Obviously, the PTB managed to get through that late 90s crisis period (and a few since then). The A/FOA archives helped us to develop some strong theories about how the PTB managed to do so.

So we view these archives as being valuable on several levels. Not least because they recast the relationship between gold, currency, oil and geopolitics. I personally feel that needlepoint and crochet are two glaring holes in their range but the topics they did discuss gave many here a lot of "homework" to do.

Guided study is thought to be superior to self-directed study by some educators. Few students have the brilliance and burning curiosity to blaze new trails based on their own inspired insights. This simpleton appreciates a little guidance. A few pointers or tips about the direction I should take in order to pick up the scent. From time to time I also like to compare notes with other people involved in the hunt.

I notice that Bob Dylan was mentioned earlier. As he once said "get out of the way if you can't lend a hand" because "the times they are a-changin". Let's take that injunction to heart.

Edwardo said...

Costata, I'm glad you mentioned produce markets, because, I think, if you examine the nature of food production in the U.S., specifically who controls it and how, you will encounter something that fails to meet your criteria.

Now I realize that, strictly speaking, the food production industry does not equate to produce markets, and, yet, the two are inextricable.

Anonymous said...


Where can I procure physical gold? us mint or are there better places to get delivery?

Nickelsaver said...


I will assume you are in the USA. If you click on my blogger profile and send me an email, I will give you my perspective on where to buy.


I was hoping to talk you as well. Give me a buzz via email if you get the chance. Thanks

costata said...


I take your point. I could have pointed to XYZ or ABC produce market in Australia as examples but it would have no meaning for people who are not familiar with those markets.
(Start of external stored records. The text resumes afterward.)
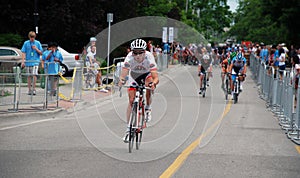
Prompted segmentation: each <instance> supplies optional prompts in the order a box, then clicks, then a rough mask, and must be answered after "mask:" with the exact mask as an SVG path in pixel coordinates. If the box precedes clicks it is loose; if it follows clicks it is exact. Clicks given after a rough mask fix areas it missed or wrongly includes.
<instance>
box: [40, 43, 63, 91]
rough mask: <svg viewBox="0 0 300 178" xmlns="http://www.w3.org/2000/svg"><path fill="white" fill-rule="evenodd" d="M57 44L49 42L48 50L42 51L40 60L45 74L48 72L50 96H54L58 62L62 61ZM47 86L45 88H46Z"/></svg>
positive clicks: (48, 79) (55, 85) (60, 62)
mask: <svg viewBox="0 0 300 178" xmlns="http://www.w3.org/2000/svg"><path fill="white" fill-rule="evenodd" d="M57 47H58V44H57V43H56V42H51V43H49V44H48V50H47V51H45V52H44V53H43V56H42V60H43V65H42V66H44V69H45V74H48V77H49V78H48V81H49V85H48V86H49V87H50V96H56V91H57V84H58V72H59V70H60V64H61V62H62V61H63V57H62V54H61V52H60V51H59V50H58V49H57ZM48 86H47V88H48Z"/></svg>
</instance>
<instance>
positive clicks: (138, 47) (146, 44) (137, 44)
mask: <svg viewBox="0 0 300 178" xmlns="http://www.w3.org/2000/svg"><path fill="white" fill-rule="evenodd" d="M146 47H147V43H146V42H145V41H144V40H142V39H136V40H134V41H133V42H131V44H130V48H131V50H134V49H143V50H145V49H146Z"/></svg>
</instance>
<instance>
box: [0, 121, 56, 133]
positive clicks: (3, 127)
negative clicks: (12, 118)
mask: <svg viewBox="0 0 300 178" xmlns="http://www.w3.org/2000/svg"><path fill="white" fill-rule="evenodd" d="M53 120H55V119H53V118H52V119H44V120H38V121H34V122H28V123H24V124H18V125H14V126H9V127H3V128H0V131H2V130H9V129H14V128H18V127H23V126H28V125H33V124H37V123H41V122H47V121H53Z"/></svg>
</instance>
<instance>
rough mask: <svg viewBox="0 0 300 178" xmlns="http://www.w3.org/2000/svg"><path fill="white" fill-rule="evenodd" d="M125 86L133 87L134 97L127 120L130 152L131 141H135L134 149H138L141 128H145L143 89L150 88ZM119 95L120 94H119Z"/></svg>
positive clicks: (120, 94)
mask: <svg viewBox="0 0 300 178" xmlns="http://www.w3.org/2000/svg"><path fill="white" fill-rule="evenodd" d="M126 87H127V88H134V89H135V98H134V101H133V103H132V110H131V115H130V120H129V145H128V146H129V147H128V148H129V153H131V152H132V149H133V143H134V141H135V142H136V149H137V150H138V149H139V147H140V145H141V141H142V135H143V129H144V128H146V121H145V92H144V90H145V89H149V90H151V88H149V87H145V86H144V85H136V86H126ZM120 96H121V94H120Z"/></svg>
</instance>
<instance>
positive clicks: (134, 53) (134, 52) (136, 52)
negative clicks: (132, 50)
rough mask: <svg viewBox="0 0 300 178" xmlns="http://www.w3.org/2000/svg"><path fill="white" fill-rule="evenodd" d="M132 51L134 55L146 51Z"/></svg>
mask: <svg viewBox="0 0 300 178" xmlns="http://www.w3.org/2000/svg"><path fill="white" fill-rule="evenodd" d="M132 53H133V54H134V55H140V54H143V53H144V51H140V52H138V51H133V52H132Z"/></svg>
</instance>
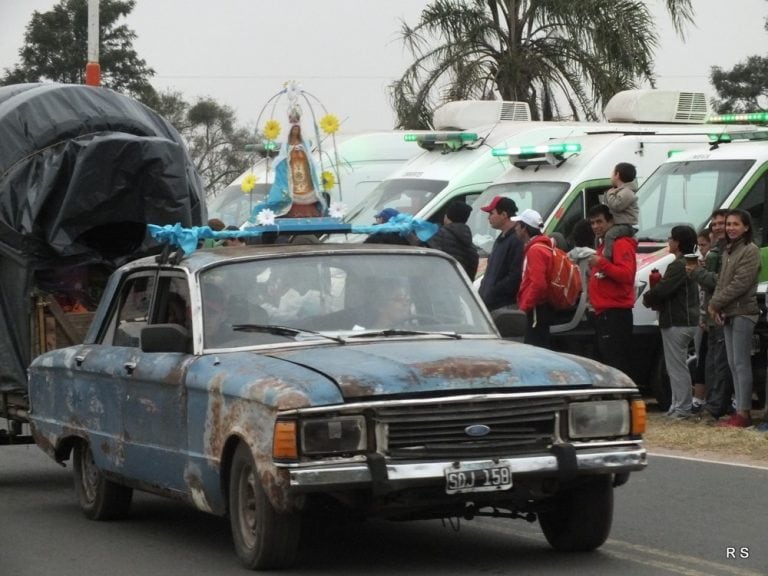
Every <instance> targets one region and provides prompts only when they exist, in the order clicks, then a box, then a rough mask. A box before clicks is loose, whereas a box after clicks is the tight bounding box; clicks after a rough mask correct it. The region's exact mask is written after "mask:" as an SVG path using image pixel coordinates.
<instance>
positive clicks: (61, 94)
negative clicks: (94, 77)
mask: <svg viewBox="0 0 768 576" xmlns="http://www.w3.org/2000/svg"><path fill="white" fill-rule="evenodd" d="M205 220H206V213H205V203H204V191H203V188H202V184H201V182H200V178H199V177H198V175H197V173H196V171H195V169H194V165H193V163H192V161H191V159H190V158H189V156H188V154H187V150H186V148H185V146H184V144H183V142H182V140H181V137H180V136H179V134H178V133H177V132H176V130H175V129H174V128H173V127H172V126H171V125H170V124H169V123H168V122H167V121H166V120H165V119H164V118H162V117H161V116H159V115H158V114H157V113H155V112H154V111H152V110H151V109H149V108H147V107H146V106H144V105H143V104H141V103H139V102H137V101H136V100H133V99H131V98H128V97H126V96H123V95H120V94H118V93H116V92H113V91H112V90H108V89H106V88H94V87H89V86H82V85H66V84H19V85H14V86H4V87H0V283H1V284H0V287H1V288H2V290H1V291H0V390H1V389H4V388H8V387H16V386H19V385H23V384H24V380H25V376H24V373H25V369H26V366H27V365H28V363H29V361H30V360H31V358H30V357H29V355H30V344H29V339H30V313H31V310H30V307H31V299H30V297H29V295H30V293H31V290H32V289H33V288H34V283H35V278H36V274H37V273H38V272H39V271H41V270H46V269H50V268H58V269H64V268H66V267H73V266H78V265H83V264H103V265H104V266H105V267H107V268H108V269H111V268H114V267H116V266H118V265H120V264H122V263H123V262H125V261H127V260H130V259H133V258H136V257H138V256H142V255H145V254H147V253H150V252H152V251H154V250H155V248H156V245H155V244H154V242H153V241H152V240H151V238H150V237H149V235H148V234H147V232H146V224H148V223H152V224H161V225H162V224H175V223H177V222H178V223H181V224H182V225H183V226H199V225H202V224H203V223H204V222H205Z"/></svg>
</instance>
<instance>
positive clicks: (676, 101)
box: [469, 91, 768, 403]
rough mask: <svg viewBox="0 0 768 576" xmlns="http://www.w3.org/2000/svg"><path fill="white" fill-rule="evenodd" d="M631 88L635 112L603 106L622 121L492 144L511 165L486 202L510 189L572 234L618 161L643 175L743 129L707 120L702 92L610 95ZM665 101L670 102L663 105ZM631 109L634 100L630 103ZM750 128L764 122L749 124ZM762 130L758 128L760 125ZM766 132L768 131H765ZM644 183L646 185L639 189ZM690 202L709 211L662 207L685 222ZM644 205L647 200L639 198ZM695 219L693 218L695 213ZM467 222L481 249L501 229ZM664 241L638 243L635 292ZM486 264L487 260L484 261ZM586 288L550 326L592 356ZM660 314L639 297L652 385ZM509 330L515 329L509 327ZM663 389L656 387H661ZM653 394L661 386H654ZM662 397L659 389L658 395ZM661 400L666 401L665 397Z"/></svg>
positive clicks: (556, 338) (530, 206) (650, 378)
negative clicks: (551, 138)
mask: <svg viewBox="0 0 768 576" xmlns="http://www.w3.org/2000/svg"><path fill="white" fill-rule="evenodd" d="M627 95H632V96H633V98H632V100H631V102H630V104H633V103H634V104H635V106H634V108H635V114H634V115H633V114H630V113H629V111H627V110H624V109H621V108H618V107H616V106H611V107H609V108H606V116H607V117H608V118H609V119H610V120H622V121H623V122H619V123H616V124H599V125H596V126H595V128H594V129H593V130H590V131H589V132H588V133H587V134H585V135H582V136H574V137H569V138H567V139H553V140H550V141H548V142H546V143H541V144H540V145H539V146H537V147H535V149H520V148H517V149H508V150H497V151H495V153H496V154H498V155H501V156H503V155H506V156H508V157H509V158H510V161H511V162H512V164H513V167H512V168H511V169H510V170H509V171H508V172H506V173H505V175H504V176H503V177H501V178H500V179H499V180H498V181H497V182H496V183H494V184H493V185H492V186H490V187H489V188H488V189H487V190H486V191H485V192H484V193H483V195H482V196H481V197H480V198H479V199H478V202H480V203H483V204H487V203H488V202H490V200H491V199H492V198H493V197H494V196H496V195H501V196H506V197H510V198H512V199H513V200H515V203H516V204H517V206H518V208H519V210H523V209H525V208H533V209H535V210H537V211H539V212H540V213H541V214H542V217H543V218H544V221H545V230H546V232H547V233H548V234H553V233H559V234H562V236H563V237H564V238H566V239H568V238H569V237H570V235H571V232H572V231H573V228H574V226H575V225H576V223H577V222H579V221H580V220H582V219H584V218H585V217H586V214H587V211H588V210H589V208H591V207H592V206H594V205H595V204H598V203H599V202H600V201H601V196H602V194H603V193H604V192H605V191H606V190H607V189H608V188H610V186H611V181H610V176H611V173H612V172H613V168H614V167H615V165H616V164H617V163H619V162H630V163H632V164H634V165H635V166H636V168H637V177H638V182H639V183H641V184H642V182H643V181H644V180H645V179H646V178H647V177H648V176H649V175H650V174H651V173H653V171H654V170H655V169H656V168H657V167H658V166H659V165H660V164H662V163H664V162H666V161H667V160H668V158H670V157H673V158H676V157H677V155H679V154H681V153H682V152H683V151H684V150H701V149H702V148H704V149H706V147H707V146H708V143H709V142H711V141H712V140H713V139H726V138H730V137H731V136H736V134H737V133H740V132H742V131H743V130H744V127H737V126H732V125H727V124H713V123H711V121H712V119H710V123H705V122H704V120H705V119H707V118H709V113H708V112H709V109H708V107H707V106H706V100H705V99H704V95H703V94H701V95H698V94H690V93H676V92H670V91H666V92H664V93H663V94H658V93H656V92H655V91H628V92H626V93H620V94H619V95H617V97H615V99H614V100H612V104H613V103H615V102H617V101H619V102H620V101H622V100H623V101H625V102H626V101H627ZM646 99H650V100H651V102H652V103H653V105H654V106H656V107H657V109H658V110H660V111H662V112H664V111H666V113H667V116H666V117H665V116H662V115H657V116H655V117H654V116H652V114H651V112H650V111H649V109H650V106H645V105H643V106H637V104H641V103H643V102H644V101H645V100H646ZM695 100H699V101H701V102H704V104H705V105H704V107H703V108H702V107H697V110H699V111H700V112H699V115H698V116H697V117H695V116H693V115H692V114H687V115H684V114H681V113H680V112H681V110H682V111H686V110H689V109H690V107H691V102H693V101H695ZM665 103H666V104H665ZM629 108H630V110H631V108H632V106H629ZM680 116H685V117H686V118H687V120H688V121H689V122H690V121H691V120H693V119H697V120H698V123H696V124H681V123H677V124H675V123H672V122H673V121H674V120H676V119H678V118H679V117H680ZM651 119H655V120H656V121H657V122H662V121H667V122H670V123H669V124H644V123H637V124H627V123H626V121H628V120H638V121H640V120H645V121H648V120H651ZM750 130H753V131H758V130H759V129H758V128H756V127H754V126H752V127H751V128H750ZM756 133H757V132H756ZM764 134H766V135H768V132H764ZM641 190H642V188H641ZM683 205H686V206H687V209H688V210H690V211H702V210H703V211H705V212H706V216H707V217H708V216H709V213H710V212H711V210H712V204H711V203H709V204H707V205H702V204H701V203H700V202H698V201H694V202H693V203H692V204H691V203H690V198H689V199H687V200H686V199H682V200H680V201H679V202H677V203H669V202H665V203H664V204H663V208H666V209H667V210H668V211H669V213H671V214H673V215H674V218H675V220H674V222H675V223H679V222H681V221H686V219H685V218H683V217H682V216H683V214H685V212H683V211H682V210H680V208H682V207H683ZM641 206H643V205H642V204H641ZM652 215H653V216H654V217H662V216H661V215H662V209H661V208H660V207H659V206H657V205H655V204H654V205H653V206H652V205H651V203H647V204H645V205H644V207H642V208H641V228H642V227H643V224H642V220H643V219H648V218H649V217H651V216H652ZM691 221H692V222H693V220H691ZM469 225H470V228H471V229H472V231H473V234H474V240H475V243H476V244H477V245H478V247H480V248H481V249H484V250H486V251H488V250H490V248H491V246H492V244H493V241H494V239H495V237H496V235H497V231H495V230H493V229H491V228H490V226H489V224H488V221H487V215H486V214H484V213H473V214H472V216H471V218H470V221H469ZM669 228H671V225H670V226H669V227H668V228H666V229H664V230H663V231H662V232H663V236H662V237H661V238H660V240H661V242H662V246H663V247H664V250H665V252H664V253H665V254H666V238H667V236H668V232H669ZM646 237H647V233H646V232H644V231H642V230H641V231H640V233H639V234H638V238H639V239H640V240H644V239H646ZM660 247H661V246H659V245H657V244H654V243H646V242H641V243H640V246H639V254H638V275H637V296H638V298H639V296H640V294H641V293H642V291H643V289H644V287H645V282H647V277H648V273H649V272H650V270H651V268H650V267H647V265H646V263H647V262H648V261H649V260H655V259H656V258H657V256H655V255H652V254H651V253H653V252H656V251H657V250H658V249H659V248H660ZM481 268H482V264H481ZM586 296H587V295H586V293H584V294H582V298H581V301H580V302H579V305H578V306H577V307H576V309H575V310H574V311H571V312H569V313H562V314H560V315H559V318H558V321H557V322H556V323H555V325H553V326H552V328H551V331H552V334H553V340H552V341H553V346H555V347H557V348H558V349H561V350H565V351H570V352H575V353H580V354H586V355H590V356H591V355H593V346H594V329H593V327H592V323H591V318H590V317H589V315H588V314H586V310H587V301H586ZM655 320H656V316H655V313H653V312H652V311H650V310H648V309H646V308H644V307H643V306H642V304H641V300H639V299H638V300H637V305H636V307H635V310H634V324H635V328H634V332H633V339H634V341H633V347H632V357H633V359H634V360H636V362H634V363H633V364H634V365H633V367H632V370H631V373H630V375H631V376H632V377H633V378H634V379H635V381H636V382H637V383H638V384H639V385H640V386H641V387H646V388H648V389H649V390H651V389H653V388H654V386H656V385H657V383H658V382H659V381H660V376H659V375H660V374H661V373H662V371H663V355H662V349H661V340H660V336H659V331H658V328H657V326H656V324H655ZM497 323H498V324H499V327H500V329H501V330H502V332H503V333H504V329H505V326H517V324H516V323H514V322H510V320H509V319H505V318H499V319H497ZM505 335H508V336H512V335H514V334H511V333H509V334H505ZM657 392H658V391H657ZM654 394H656V392H654ZM656 395H657V397H659V395H658V394H656ZM662 403H663V402H662Z"/></svg>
Perhaps the solution would be to ask everyone to think of a market they know which best meets the criteria eg. the flea market example from Woland in an earlier comment (here):


costata said...

A big Hello to Oldinvestor,

Recalling that report I posted a link to earlier in this thread quoting a HSBC "gold guru" as saying that the "marginal cost" of gold production is $1,450. I would like to add this: Trader Dan Norcini talking to KWN. (h/t JSmineset)

“Earlier in the trading session when gold stabilized near the $1,635 level and pushed back through $1,640, somebody came in, out of nowhere, with huge size on the bids and there was a massive surge in volume. This took the price from $1,640, all the way up to $1,660.

So gold moved $20 very quickly, in roughly 30 minutes. It was a sharp rise in gold. There was a little bit of hesitation there and then another surge came in and took gold to $1,665.

From a technical perspective, they pushed out a bunch of brand new, fresh short positions....

Tis a brave soul who attempts to push the price of gold below the cost of production or chases the paper gold price if it pushes down toward that level. As Another informed us that stunt has been pulled before and the LBMA chaps responsible were treated to a near death experience for their pains.

Cease and desist you imps, you scallywags! Don't press your advantage too hard, Gordon Brown has left the building.


They say "Don't fight the Fed". Your Uncle costata says "Don't fight the BIS" In either direction BTW. I don't think the time for transition is upon us just yet FWIW. So if the game is still to balance supply and demand for physical gold in an uptrending market then don't crack the champagne just because the price of gold goes for a sprint to the upside in the next little while. Price = Supply.

IMHO you have to take note of demand by region and the cost of gold in those regional currencies as well as US dollars in order to see the true supply picture. Sadly we cannot know the actual demand picture at any given time if the LBMA members and the Chinese are "working over" the physical gold market with brass knuckles and a crow bar. But I think we can look at any weakness in demand from India as an open invitation to these folks. (That's just my two cents worth of course.)